What I observe that when there is some intense traffic with any of the worker it disables manager somewhat -- ReceiveReady
events are fired with significant delays.
NetMQ documentation states "Receiving messages with poller is slower than directly calling Receive method on the socket. When handling thousands of messages a second, or more, poller can be a bottleneck." I am so far below this limit (say 100 messages in a row) but I wonder whether having multiple pollers in single program does not clip performance even further.

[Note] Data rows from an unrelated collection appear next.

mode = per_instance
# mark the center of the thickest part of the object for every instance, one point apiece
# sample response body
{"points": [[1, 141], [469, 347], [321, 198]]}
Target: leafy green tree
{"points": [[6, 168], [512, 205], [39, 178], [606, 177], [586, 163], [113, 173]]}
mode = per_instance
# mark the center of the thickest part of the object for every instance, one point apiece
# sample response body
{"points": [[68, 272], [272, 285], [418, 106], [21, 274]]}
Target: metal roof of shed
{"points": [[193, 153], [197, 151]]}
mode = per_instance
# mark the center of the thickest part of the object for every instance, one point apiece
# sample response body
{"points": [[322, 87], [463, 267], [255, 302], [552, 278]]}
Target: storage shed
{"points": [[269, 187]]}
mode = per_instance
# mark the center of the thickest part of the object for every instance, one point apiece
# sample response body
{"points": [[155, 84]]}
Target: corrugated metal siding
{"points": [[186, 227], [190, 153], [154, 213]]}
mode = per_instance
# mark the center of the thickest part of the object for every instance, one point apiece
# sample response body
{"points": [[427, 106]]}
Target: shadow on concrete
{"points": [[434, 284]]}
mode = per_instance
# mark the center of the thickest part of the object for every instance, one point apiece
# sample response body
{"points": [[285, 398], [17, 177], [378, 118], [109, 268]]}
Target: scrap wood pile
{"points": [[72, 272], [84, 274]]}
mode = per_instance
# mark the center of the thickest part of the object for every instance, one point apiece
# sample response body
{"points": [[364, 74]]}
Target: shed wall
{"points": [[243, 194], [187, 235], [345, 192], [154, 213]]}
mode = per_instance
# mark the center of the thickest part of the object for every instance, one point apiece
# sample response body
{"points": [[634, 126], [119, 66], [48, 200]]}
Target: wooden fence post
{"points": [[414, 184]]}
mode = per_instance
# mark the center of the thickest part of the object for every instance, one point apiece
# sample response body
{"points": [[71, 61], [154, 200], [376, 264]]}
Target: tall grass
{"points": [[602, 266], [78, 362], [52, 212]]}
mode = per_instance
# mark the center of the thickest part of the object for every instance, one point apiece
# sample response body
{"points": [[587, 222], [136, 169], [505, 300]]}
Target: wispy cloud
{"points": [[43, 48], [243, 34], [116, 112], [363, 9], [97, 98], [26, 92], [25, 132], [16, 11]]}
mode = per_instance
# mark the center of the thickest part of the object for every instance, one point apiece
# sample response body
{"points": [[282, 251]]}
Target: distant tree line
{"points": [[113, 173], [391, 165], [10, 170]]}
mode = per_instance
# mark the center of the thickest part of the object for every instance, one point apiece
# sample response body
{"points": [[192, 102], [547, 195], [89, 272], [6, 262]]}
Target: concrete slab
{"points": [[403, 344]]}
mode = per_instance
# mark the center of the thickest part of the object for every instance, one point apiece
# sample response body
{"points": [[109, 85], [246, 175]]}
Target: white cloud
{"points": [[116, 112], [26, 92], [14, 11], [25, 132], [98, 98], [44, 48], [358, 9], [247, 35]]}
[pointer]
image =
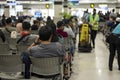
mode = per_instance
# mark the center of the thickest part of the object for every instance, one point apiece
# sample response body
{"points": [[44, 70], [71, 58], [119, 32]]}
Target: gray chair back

I prefer having separate instances because the code is cleaner (separation of concerns), but maybe I am going against the principles of ZeroMQ? The question is -- is using multiple pollers in single program performance wise? Or in reverse -- do multiple pollers starve each other by design?
Poller()
instances:Design system based on facts and requirements, rather than to listen to some popularised opinions.

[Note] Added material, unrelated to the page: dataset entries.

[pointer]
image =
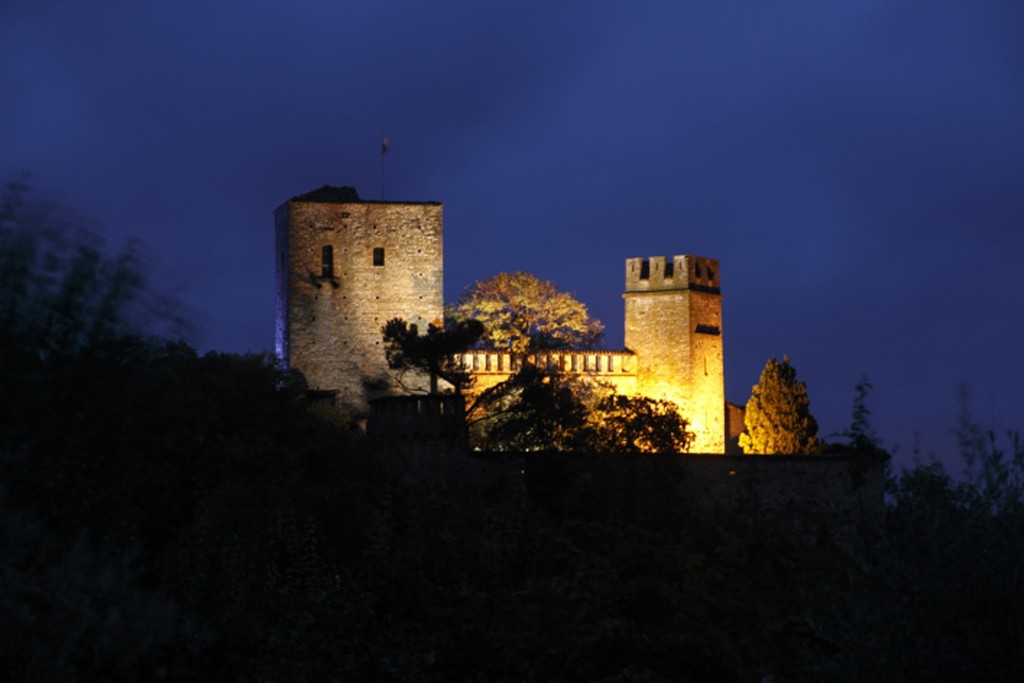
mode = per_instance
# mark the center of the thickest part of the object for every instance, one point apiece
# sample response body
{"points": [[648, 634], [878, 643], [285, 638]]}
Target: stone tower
{"points": [[674, 326], [344, 267]]}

Implement performance benchmarks and measure details about actual implementation. Comparing facts against thresholds is a.k.a. a Fact-Based-Decision.
your core logic inside an event-responding loop is to handle several classes of ZeroMQ integrated signallin / messaging inputs/outputs, all in a principally non-blocking mode plus your design has to spend specific amount of relative-attention to each such class.

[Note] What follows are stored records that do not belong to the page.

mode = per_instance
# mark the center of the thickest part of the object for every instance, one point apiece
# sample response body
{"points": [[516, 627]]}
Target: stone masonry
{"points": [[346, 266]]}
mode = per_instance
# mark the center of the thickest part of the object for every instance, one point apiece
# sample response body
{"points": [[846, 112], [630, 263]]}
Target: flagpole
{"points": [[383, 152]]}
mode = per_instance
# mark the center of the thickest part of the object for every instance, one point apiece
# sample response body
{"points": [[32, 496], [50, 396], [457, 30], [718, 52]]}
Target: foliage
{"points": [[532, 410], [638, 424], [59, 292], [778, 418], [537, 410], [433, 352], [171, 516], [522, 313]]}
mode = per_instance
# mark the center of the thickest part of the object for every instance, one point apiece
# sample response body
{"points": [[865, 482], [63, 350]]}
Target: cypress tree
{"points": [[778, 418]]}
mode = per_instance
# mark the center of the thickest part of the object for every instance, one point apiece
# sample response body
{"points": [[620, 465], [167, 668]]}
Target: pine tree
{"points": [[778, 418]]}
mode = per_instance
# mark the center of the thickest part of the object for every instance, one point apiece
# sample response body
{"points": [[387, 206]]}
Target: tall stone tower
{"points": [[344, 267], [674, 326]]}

One may accept some higher inter-process latencies for a remote-keyboard ( running a CLI-interface "across" a network, while your event-loop has to meet a strict requirement not to miss any "fresh" update from a QUOTE-stream. So one has to create a light-weight Real-Time-SCHEDULER logic, that will introduce one high-priority Poller()
for non-blocking ( zero-wait ), another one with ~ 5 ms test on reading "slow"-channels and another one with a 15 ms test on reading the main data-flow pipe. If you have profiled your event-handling routines not to last more than 5 ms worst case, you still can handle TAT of 25 ms and your event-loop may handle systems with a requirement to have a stable control-loop cycle of 40 Hz.
Not using a set of several "specialised" pollers will not allow one to get this level of scheduling determinism with an easily expressed core-logic to integrate in such principally stable control-loops.
I use similar design so as to drive heterogeneous distributed systems for FOREX trading, based on external AI/ML-predictors, where transaction times are kept under ~ 70 ms ( end-to-end TAT, from a QUOTE arrival to an AI/ML advised XTO order-instruction being submitted ) right due to a need to match the real-time constraints of the control-loop scheduling requirements.
If the documentation says something about a poller performance, in the ranges above 1 kHz signal delivery, but does not mention anything about a duration of a signal/message handling-process, it does a poor service for the public. The first step to take is to measure the process latencies, next, analyse the performance envelopes. All ZeroMQ tools are designed to scale, so has the application infrastructure -- so forget about any SLOC-sized examples, the bottleneck is not the poller instance, but a poor application use of the available ZeroMQ components ( given a known performance envelope was taken into account ) -- one can always increase the overall processing capacity available, with ZeroMQ we are in a distributed-systems realm from a Day 0, aren't we?
So in concisely designed + monitored + adaptively scaled systems no choking will appear.